Almost all of us know a family who has a child with some kind of disability—be it Downs Syndrome, spina bifida, autism, deafness, or blindness. The impact on children and their families is profound. Critical medical services like speech and physical therapy, family supports and individualized educational planning are imperative if children are to live fulfilled, self-sufficient lives within their communities.
As America’s largest nonprofit health care organization, Easterseals is committed to the comprehensive health and wellness of the more than 1.5 million people it serves each year. For 100 years, Easterseals has served as an indispensable resource for individuals with disabilities, veterans, seniors and their families. Together, 71 affiliates are providing high-quality programs including autism services, early intervention, workforce development, adult day care and more.
In schools, workplaces and communities, Easterseals is fostering environments where everyone is included and valued — with a real and positive impact on us all. The Fedcap Group’s combinations with Easterseals New York, Easterseals Rhode Island, Easterseals Central Texas and Easterseals North Texas provide a model of how to leverage the talents and skills of two highly reputable brands to accomplish tremendous things for people in need.
We are a beacon of hope when people say that competition stands in the way of true collaboration, when people say that egos impact leadership and when people say that fear trumps courage.
Together, Easterseals and The Fedcap Group have almost 200 years of experience and knowledge.

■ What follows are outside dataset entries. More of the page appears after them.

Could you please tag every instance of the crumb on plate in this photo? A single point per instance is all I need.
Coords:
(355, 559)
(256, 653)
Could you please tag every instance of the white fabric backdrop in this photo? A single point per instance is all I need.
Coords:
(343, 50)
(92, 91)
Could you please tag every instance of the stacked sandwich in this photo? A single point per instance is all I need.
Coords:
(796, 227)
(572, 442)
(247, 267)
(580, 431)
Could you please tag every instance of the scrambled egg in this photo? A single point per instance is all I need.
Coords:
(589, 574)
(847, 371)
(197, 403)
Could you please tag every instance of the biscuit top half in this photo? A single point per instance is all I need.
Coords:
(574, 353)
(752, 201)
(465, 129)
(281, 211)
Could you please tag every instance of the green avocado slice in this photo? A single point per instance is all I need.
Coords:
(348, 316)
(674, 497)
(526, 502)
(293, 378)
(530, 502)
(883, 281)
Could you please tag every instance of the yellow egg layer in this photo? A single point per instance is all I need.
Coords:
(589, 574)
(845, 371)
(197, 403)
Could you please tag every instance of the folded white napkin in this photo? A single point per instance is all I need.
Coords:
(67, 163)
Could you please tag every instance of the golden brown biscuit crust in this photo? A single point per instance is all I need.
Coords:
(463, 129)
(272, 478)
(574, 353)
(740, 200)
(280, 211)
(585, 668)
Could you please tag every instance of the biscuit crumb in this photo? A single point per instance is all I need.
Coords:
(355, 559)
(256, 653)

We have driven innovations in service delivery, we have led changes in law, we have learned how to partner with government to advance system-wide change…all the while responding to significant spikes in need.
By working as partners, we ensure that the disparities in access are eliminated in our lifetime. That children with disabilities are provided with a top-notch education alongside their typically developing peers. That the employment rate for adults with disabilities is comparable to those of the general population. And that young people with disabilities transition not simply to the adult system, but to college and to careers.
What we do is vital to the long-term health and well-being of individuals with disabilities. What we do together, today, tomorrow and ten years from now, will change the world.